March 12th, 2018
The stats. The uniforms. Sheer wild guesses. Everyone has a strategy for making their picks for the NCAA’s March Madness tournament. But this year there’s a new play in the book: machine learning.
Google Cloud has teamed up with the NCAA to host a competition on Kaggle, the world's largest online community of data scientists, challenging participants to build and train machine learning models to forecast the games’ outcomes. Kaggle has hosted contests for the tournament in the past, but this year’s competition is taking things to the next round with a new data set that contains every play-by-play moment in men’s and women’s NCAA Division I basketball since 2009—more than 40 million plays.
The submission deadline for the competition is this Thursday, prior to the start of the tournament.
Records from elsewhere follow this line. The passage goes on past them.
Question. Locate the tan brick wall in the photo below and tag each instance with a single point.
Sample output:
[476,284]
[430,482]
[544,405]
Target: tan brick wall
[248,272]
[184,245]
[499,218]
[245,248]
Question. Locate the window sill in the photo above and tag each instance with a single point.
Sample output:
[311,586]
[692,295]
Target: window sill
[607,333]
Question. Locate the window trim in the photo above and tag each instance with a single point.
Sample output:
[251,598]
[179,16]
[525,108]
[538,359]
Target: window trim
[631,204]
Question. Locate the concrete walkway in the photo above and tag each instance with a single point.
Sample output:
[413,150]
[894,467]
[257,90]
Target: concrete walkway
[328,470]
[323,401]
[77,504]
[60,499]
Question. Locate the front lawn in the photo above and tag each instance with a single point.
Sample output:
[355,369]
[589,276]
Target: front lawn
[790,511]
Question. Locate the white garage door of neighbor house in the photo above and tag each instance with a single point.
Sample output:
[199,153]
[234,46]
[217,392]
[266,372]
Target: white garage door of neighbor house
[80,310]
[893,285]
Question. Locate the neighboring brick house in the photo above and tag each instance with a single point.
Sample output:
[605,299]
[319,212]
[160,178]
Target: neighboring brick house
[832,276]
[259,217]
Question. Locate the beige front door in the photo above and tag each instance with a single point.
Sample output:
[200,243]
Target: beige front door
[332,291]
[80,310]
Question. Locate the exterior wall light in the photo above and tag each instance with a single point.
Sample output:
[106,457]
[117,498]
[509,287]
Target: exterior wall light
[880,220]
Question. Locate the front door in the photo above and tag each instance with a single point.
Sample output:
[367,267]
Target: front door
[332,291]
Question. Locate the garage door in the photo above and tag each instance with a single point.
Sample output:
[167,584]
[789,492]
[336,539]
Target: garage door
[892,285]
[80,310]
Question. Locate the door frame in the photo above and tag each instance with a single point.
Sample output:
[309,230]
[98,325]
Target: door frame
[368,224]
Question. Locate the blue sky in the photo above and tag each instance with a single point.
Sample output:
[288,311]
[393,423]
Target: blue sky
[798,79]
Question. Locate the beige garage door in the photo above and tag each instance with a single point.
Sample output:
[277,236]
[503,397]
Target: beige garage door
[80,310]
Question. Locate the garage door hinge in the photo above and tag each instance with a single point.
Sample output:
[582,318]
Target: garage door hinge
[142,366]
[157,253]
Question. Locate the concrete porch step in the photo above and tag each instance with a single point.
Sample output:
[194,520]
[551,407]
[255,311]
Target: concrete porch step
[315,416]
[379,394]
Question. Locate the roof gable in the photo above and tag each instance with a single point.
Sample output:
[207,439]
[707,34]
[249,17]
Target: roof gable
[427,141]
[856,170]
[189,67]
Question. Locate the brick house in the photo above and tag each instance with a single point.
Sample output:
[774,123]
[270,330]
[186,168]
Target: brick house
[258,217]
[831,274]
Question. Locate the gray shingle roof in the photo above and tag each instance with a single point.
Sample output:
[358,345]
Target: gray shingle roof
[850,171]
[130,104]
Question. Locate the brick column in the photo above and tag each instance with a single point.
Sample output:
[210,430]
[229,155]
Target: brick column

Submissions will be scored by log loss, a common way of measuring accuracy of machine learning models. A total of $100,000 will be awarded across both the men’s and women’s competitions for the best performing applications of machine learning (which probably outdoes whatever happens in your office pool). And because the competition is based on ML models, not basketball know-how, it’s anyone’s game to win. Talk about a Cinderella story.
The massive data set being used in this competition represents just one area where Google Cloud is teaming up with the NCAA as their official public cloud provider. The NCAA is also in the process of migrating 80+ years of data across 24 sports to Google Cloud Platform (GCP), using Google tools to power analyses of teams and players. But for the data scientists and machine learning enthusiasts participating in the Kaggle competition, the fun is already underway. May the best model survive, advance and take home the championship!